今私は、布団をかぶった宇宙オニイサンにのし掛かられている。
「セクハラですよ!!」
「じゃれ合いだよ」
私の指摘に悪びれることなく、宇宙オニイサンは更にのそのそと動いて、ベッドの上に乗っかった。完全に押し倒された格好になり、内心慌てる。
「あの、片付けたいんだけど」
「眠いんだろう?このまま寝ちゃおうか」
「い、いやあの、シャワーも浴びたいですし!」
「それはほら、この後で良いんじゃないかな?」
「何の後かな!?ほらどいて!!もうしっかり目も覚めてますから!!」
「慌てちゃって可愛いなぁ」
ちゅ。
宇宙オニイサンが私の頬に口付けた。
「ッア゜ーーーーーーーー」
「どっから出てるんだいその声」
「アーーーー!!アーーーー!!!!」
「痛っ、痛、痛い!分かった分かった、どくよ」
ばしんばしん宇宙オニイサンの身体を叩きまくると、ようやく私の上から身体を起こしてくれた。肩からずり落ちた布団をベッドの上で畳むのを横目で見ながら素早く出入り口の方に移動しじろりと睨み付ける。

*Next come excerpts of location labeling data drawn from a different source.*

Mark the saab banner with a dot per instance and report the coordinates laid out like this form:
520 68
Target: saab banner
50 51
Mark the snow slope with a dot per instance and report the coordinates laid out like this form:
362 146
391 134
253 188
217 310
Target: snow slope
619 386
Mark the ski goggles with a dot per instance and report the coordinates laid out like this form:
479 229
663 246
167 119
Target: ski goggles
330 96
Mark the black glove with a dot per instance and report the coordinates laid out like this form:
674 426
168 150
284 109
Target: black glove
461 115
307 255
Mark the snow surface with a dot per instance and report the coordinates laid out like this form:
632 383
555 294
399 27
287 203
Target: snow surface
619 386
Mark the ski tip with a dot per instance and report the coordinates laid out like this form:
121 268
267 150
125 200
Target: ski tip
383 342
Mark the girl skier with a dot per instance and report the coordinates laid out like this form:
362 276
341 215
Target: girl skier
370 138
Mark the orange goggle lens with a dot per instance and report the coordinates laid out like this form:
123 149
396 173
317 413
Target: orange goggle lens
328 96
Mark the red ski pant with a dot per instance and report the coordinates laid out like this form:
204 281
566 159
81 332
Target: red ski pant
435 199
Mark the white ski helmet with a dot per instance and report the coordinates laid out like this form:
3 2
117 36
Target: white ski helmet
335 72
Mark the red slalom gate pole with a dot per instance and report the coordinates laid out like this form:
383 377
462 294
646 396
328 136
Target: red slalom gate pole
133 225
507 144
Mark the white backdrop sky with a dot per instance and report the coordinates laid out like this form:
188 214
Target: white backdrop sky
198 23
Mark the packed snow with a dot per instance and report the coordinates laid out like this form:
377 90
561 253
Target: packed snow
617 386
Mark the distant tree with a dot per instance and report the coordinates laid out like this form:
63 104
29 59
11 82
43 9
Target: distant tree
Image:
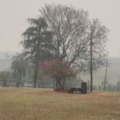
37 43
59 71
72 33
5 76
18 68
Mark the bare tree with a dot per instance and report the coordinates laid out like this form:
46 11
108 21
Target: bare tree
72 33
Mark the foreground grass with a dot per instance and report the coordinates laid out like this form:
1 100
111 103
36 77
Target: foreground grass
41 104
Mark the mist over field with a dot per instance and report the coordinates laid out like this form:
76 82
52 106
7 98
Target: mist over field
113 75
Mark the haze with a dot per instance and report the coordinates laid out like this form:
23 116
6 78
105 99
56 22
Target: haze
13 15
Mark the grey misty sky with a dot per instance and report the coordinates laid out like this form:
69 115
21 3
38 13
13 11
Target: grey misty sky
13 15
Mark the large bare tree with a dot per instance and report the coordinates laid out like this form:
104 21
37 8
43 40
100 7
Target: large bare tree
72 33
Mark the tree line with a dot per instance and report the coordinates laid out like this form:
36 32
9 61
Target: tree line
57 44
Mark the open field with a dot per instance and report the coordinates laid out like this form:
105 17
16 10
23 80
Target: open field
44 104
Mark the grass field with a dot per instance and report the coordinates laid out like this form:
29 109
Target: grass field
45 104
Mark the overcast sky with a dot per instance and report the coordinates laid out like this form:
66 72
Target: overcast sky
13 15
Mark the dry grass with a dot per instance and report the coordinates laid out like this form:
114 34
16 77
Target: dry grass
41 104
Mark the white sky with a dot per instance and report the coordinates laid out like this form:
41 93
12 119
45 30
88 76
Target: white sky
13 15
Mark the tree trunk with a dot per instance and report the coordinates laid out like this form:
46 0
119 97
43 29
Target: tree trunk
35 75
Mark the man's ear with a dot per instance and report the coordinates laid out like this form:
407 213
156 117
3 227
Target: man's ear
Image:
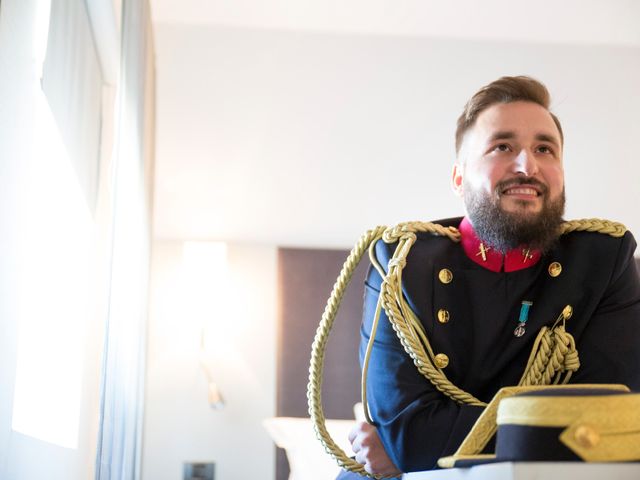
457 178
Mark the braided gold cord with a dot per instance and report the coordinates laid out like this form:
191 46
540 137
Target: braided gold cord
608 227
314 387
553 353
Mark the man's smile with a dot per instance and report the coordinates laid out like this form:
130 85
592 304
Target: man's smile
521 191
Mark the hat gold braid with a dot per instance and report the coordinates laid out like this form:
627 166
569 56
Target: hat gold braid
552 359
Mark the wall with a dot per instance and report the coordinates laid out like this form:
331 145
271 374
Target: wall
308 139
179 424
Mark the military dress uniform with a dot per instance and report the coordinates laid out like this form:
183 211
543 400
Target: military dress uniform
482 311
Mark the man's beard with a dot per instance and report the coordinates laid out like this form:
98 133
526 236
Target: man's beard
504 230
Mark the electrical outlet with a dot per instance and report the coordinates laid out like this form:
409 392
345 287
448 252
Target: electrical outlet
198 471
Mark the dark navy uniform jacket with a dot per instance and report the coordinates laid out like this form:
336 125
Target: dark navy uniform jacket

「何にもしないよ。ちょうど良いや、そこの袋に入ってるものを横の棚に片付けてくれるかい?」
「まず謝罪じゃない!?普通に雑用を言いつけるな!」
「満更でも無いくせにねぇ……」
「なくないっ!!」
呆れた風に笑いながらこちらを見る宇宙オニイサンに言い返しつつ、言われた通り買ったものをしまっていく。マーリンの手の早さを知っていたのに隙を見せてしまったのは私が悪いかもしれないが……いや悪くねーよ!どう考えても手を出す方が悪いよ。なのにあの悪びれなさ。マーリン同様、宇宙オニイサンも私がマーリンに対して好意があることを察しているのだろう。ムカつく。そりゃ警戒も薄れるよ、己の彼氏とほぼ同じような存在なんだもん!!
むぅと口を尖らせる私に、ベッドにシーツを敷き終えた宇宙オニイサンが近づいて、ごめんよ、と呟くとぽん、頭に手を置かれる。
「今日一日、キミと過ごしていて浮かれてしまった。その服似合ってるよ。思わず口付けたくなるくらいには」
そう言うと手を離し、「ここは頼んだよ」と言って部屋から出ていってしまった。
「……あの、やろう」
本当に、思ってもないことをぽんぽんと、よくもまぁ。
だけどそれが分かっててもドキドキしてしまうものはしてしまうんだから、私も大概、仕様の無いやつだなと、自分で自分にため息を吐いた。